2025-07-01 07:01:06 +02:00 · 2022-11-11 16:13:27 +05:30
parent c13bccc7ae
commit 3fdd8d91e2
2 changed files with 13 additions and 19 deletions
--- a/ui/sd_internal/runtime.py
+++ b/ui/sd_internal/runtime.py
@ -144,22 +144,21 @@ def device_init(device_selection):
        thread_data.device = 'cpu'
        thread_data.device_name = get_processor_name()
        print('Render device CPU available as', thread_data.device_name)
-        return
+        return True
    if not torch.cuda.is_available():
        if device_selection == 'auto':
            print('WARNING: Could not find a compatible GPU. Using the CPU, but this will be very slow!')
            thread_data.device = 'cpu'
            thread_data.device_name = get_processor_name()
-            return
+            return True
        else:
            raise EnvironmentError(f'Could not find a compatible GPU for the requested device_selection: {device_selection}!')

    if device_selection == 'auto':
        device_count = torch.cuda.device_count()
-        if device_count == 1:
-            device_select('cuda:0')
+        if device_count == 1 and device_select('cuda:0'):
            torch.cuda.device('cuda:0')
-            return
+            return True

        print('Autoselecting GPU. Using most free memory.')
        max_mem_free = 0
@ -177,23 +176,14 @@ def device_init(device_selection):
        if best_device and device_select(best_device):
            print(f'Setting {device} as active')
            torch.cuda.device(device)
-            return
+            return True

-    if device_select(device_selection):
+    if device_selection != 'auto' and device_select(device_selection):
        print(f'Setting {device_selection} as active')
        torch.cuda.device(device_selection)
-        return
+        return True

-    # By default use current device.
-    print('Checking current GPU...')
-    device = f'cuda:{torch.cuda.current_device()}'
-    device_name = torch.cuda.get_device_name(device)
-    print(f'{device} detected: {device_name}')
-    if device_select(device):
-        return
-    print('WARNING: No compatible GPU found.
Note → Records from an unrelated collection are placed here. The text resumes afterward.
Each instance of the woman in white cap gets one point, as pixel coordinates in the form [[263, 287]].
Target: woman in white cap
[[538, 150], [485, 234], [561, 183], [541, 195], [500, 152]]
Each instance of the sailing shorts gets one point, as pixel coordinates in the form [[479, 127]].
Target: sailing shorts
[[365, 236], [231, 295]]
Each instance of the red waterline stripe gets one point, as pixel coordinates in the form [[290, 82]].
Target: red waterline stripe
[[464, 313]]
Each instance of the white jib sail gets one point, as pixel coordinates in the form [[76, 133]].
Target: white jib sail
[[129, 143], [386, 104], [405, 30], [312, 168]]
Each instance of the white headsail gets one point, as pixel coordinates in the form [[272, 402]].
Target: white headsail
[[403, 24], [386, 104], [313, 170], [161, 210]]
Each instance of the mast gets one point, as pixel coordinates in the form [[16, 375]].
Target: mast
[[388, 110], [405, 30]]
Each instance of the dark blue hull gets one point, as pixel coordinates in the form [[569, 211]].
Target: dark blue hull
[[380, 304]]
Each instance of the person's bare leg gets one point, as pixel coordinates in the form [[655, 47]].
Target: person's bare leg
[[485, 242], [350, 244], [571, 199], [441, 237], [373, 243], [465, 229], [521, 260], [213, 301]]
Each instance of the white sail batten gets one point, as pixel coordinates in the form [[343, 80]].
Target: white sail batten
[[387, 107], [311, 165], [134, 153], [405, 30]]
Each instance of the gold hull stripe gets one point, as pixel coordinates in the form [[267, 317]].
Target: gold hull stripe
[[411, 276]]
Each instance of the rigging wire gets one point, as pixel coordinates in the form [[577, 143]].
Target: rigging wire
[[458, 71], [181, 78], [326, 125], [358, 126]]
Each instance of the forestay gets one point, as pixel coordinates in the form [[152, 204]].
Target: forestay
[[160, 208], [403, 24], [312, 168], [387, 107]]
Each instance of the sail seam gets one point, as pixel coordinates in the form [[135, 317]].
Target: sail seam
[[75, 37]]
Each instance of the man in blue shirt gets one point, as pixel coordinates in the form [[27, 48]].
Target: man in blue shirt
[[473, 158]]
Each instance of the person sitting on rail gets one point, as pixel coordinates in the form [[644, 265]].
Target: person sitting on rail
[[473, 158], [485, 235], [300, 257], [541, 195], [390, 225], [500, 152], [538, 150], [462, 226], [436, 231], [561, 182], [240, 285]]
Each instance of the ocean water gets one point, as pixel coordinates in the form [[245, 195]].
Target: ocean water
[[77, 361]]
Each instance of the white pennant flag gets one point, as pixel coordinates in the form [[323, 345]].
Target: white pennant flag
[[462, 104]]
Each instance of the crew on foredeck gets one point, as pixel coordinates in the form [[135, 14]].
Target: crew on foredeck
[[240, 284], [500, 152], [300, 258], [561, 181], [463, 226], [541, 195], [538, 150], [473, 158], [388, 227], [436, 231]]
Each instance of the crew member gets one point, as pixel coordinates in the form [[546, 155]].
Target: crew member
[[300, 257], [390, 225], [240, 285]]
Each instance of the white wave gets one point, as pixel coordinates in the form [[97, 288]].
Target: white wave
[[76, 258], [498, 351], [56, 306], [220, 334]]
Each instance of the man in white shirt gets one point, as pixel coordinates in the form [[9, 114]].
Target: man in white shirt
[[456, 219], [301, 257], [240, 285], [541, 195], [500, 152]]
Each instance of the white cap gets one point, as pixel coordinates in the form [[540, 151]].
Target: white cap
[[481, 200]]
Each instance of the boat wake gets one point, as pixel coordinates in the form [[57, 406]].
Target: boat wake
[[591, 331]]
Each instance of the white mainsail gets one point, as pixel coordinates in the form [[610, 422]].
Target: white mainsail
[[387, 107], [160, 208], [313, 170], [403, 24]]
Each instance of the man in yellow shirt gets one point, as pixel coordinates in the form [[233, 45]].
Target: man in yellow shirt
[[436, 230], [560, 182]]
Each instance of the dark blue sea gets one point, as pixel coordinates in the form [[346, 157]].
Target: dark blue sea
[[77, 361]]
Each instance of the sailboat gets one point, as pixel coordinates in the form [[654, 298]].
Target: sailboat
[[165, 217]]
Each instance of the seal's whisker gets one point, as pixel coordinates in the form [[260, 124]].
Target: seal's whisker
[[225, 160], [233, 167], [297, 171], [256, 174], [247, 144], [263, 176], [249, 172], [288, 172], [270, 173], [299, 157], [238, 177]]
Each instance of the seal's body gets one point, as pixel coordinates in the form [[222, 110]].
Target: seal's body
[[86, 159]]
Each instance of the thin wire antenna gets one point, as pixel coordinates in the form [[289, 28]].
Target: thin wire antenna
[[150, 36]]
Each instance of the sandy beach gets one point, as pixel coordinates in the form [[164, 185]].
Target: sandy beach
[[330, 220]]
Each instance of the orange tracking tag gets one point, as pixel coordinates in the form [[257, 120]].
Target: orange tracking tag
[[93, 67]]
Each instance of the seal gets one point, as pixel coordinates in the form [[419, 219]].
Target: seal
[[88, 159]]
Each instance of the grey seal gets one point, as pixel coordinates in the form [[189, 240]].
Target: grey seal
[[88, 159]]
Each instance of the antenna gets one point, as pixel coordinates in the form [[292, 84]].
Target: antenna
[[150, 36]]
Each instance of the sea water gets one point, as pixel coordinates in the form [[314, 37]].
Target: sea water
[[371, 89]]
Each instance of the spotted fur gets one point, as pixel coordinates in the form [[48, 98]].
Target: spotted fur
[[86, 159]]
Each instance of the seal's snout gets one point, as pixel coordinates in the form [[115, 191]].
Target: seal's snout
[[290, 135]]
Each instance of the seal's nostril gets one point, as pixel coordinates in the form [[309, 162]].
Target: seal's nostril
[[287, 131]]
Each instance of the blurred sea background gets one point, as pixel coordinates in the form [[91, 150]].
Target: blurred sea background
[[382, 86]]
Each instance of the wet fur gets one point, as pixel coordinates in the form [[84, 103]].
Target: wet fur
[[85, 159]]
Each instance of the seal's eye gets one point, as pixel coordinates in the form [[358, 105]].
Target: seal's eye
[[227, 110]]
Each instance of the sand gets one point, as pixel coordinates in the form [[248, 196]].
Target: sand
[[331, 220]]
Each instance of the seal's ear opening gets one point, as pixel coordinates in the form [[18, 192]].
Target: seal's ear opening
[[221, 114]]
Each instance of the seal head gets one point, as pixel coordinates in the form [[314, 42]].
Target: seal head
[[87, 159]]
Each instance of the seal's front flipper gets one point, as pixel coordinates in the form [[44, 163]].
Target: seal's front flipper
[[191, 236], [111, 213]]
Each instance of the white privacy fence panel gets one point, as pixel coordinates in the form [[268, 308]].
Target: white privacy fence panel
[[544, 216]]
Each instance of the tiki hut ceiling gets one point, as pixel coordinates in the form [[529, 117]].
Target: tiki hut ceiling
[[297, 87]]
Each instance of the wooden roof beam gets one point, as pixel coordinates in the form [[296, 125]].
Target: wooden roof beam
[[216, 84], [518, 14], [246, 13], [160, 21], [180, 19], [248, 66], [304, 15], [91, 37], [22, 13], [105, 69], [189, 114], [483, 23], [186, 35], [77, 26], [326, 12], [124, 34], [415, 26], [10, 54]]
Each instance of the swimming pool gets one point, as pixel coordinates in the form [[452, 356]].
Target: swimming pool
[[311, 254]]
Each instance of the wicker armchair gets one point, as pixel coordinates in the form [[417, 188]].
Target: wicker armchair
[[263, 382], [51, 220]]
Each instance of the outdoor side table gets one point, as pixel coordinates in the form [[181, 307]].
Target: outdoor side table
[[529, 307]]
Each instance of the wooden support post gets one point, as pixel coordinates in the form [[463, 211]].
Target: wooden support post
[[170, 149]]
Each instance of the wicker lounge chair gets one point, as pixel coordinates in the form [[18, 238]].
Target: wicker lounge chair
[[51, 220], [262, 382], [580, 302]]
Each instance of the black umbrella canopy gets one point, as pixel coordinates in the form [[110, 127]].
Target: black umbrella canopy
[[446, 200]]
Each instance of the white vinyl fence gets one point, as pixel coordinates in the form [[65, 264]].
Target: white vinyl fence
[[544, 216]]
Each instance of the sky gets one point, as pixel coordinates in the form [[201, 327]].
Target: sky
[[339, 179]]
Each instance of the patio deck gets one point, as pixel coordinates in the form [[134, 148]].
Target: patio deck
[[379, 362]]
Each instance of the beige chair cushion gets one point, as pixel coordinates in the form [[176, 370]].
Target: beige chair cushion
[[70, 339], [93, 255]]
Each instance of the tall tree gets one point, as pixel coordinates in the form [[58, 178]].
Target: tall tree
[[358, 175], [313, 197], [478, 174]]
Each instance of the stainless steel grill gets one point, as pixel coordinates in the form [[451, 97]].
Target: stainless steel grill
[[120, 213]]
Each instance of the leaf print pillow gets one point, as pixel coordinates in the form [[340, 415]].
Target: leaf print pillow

Using the CPU, but this will be very slow!')
-    thread_data.device = 'cpu'
-    thread_data.device_name = get_processor_name()
+    return False

 def load_model_ckpt():
    if not thread_data.ckpt_file: raise ValueError(f'Thread ckpt_file is undefined.')
--- a/ui/sd_internal/task_manager.py
+++ b/ui/sd_internal/task_manager.py
@ -253,7 +253,11 @@ def thread_render(device):
    global current_state, current_state_error, current_model_path, current_vae_path
    from . import runtime
    try:
-        runtime.device_init(device)
+        if not runtime.device_init(device):
+            weak_thread_data[threading.current_thread()] = {
+                'error': f'Could not start on the selected device: {device}'
+            }
+            return
    except Exception as e:
        print(traceback.format_exc())
        weak_thread_data[threading.current_thread()] = {